Beijing E-Hualu Information Technology Co., Ltd. (300212.SZ) - Growth Opportunities
Beijing E-Hualu Information Technology Co., Ltd. (300212.SZ) is positioning itself at the intersection of smart transportation, urban IoT and data assetization. Key macro and company-specific drivers create multiple avenues for revenue expansion and technology-led differentiation.- Intelligent Transportation Systems (ITS): global ITS market projected to grow from $38.8 billion (2021) to $62.5 billion (2028), implying a CAGR ~6.9% - an addressable market for E-Hualu's ITS solutions.
- Smart city / IoT integration: urban development projects incorporating IoT sensors, V2X communications and edge computing enable recurring service and platform revenue.
- Data assetization: alignment with government policies to monetize and integrate data resources supports new product lines (data services, licensing, analytics).

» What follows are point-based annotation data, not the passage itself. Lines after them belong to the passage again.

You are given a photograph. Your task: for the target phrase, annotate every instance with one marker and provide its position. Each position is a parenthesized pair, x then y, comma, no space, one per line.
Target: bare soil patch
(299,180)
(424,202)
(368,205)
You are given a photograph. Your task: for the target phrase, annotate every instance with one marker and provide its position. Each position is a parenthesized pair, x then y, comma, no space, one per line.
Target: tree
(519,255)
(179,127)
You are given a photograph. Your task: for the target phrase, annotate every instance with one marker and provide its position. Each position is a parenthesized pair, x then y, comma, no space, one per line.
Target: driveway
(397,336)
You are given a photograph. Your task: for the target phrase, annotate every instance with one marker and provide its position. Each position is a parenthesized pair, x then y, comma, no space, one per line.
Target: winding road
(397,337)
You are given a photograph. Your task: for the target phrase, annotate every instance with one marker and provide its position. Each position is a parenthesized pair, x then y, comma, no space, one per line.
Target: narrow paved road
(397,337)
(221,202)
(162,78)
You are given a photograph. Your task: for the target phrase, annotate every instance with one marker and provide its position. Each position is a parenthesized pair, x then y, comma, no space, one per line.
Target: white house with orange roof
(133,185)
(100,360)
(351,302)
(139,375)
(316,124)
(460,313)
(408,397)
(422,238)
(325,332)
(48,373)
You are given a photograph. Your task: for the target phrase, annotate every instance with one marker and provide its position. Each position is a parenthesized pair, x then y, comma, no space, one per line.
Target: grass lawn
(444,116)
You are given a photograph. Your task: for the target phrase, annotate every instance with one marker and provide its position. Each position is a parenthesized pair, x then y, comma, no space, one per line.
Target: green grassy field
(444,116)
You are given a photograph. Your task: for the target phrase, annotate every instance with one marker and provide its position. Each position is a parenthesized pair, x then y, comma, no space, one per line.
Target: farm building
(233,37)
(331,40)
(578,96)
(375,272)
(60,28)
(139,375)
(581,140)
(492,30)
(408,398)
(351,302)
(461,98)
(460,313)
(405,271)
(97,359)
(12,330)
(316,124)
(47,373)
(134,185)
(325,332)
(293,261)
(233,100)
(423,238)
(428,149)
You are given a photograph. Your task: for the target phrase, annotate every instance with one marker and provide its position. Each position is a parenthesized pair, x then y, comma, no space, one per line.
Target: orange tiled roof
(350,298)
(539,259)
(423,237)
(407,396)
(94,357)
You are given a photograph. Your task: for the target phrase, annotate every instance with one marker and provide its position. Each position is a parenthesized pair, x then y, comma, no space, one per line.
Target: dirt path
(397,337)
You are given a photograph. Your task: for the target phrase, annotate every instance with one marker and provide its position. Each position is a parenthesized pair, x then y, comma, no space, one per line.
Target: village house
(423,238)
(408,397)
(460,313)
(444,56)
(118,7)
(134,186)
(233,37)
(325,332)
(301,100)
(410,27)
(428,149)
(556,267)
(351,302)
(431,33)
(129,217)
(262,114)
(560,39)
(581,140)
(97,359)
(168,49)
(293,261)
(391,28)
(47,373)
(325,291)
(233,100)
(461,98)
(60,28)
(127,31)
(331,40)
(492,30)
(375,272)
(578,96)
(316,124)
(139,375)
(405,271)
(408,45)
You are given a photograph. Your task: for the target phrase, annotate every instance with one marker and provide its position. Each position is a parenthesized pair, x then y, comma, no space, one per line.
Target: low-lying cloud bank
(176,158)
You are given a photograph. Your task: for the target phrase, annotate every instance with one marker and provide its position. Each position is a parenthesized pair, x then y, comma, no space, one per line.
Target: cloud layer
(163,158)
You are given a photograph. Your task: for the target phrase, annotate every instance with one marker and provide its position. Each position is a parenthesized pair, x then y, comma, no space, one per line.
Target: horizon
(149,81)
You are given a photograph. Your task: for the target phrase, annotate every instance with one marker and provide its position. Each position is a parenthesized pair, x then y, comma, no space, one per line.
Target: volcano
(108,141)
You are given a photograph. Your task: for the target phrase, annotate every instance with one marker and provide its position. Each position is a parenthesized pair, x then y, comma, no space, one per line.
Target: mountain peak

- Strategic partnerships: collaboration with tech startups and academic institutions (e.g., Tsinghua University) accelerates innovation, prototype-to-market cycles and talent pipelines.
- IP advantage: a portfolio exceeding 200 patents (as of 2023) underpins differentiation and potential licensing revenue.
- Revenue diversification: expansion from hardware to software, cloud services and data-element integration reduces single-product risk.
| Metric | Value / Projection |
|---|---|
| Global ITS market (2021) | $38.8 billion |
| Global ITS market (2028) | $62.5 billion |
| ITS market implied CAGR (2021-2028) | ~6.9% |
| Company patents (2023) | Over 200 |
| Strategic academic/industry partners | Includes Tsinghua University and multiple tech startups |
| Core focus areas | Intelligent transportation, IoT for urban projects, data assetization |
- Integrated ITS platforms combining roadside units, edge analytics and cloud-based traffic management.
- Data-service offerings: data cleaning, assetization, licensing and analytics for urban planning and transport operators.
- Joint R&D programs with universities/startups for next-gen sensors, V2X and AI-driven traffic optimization.
- IP monetization strategies: cross-licensing, patent-backed partnerships and product differentiation.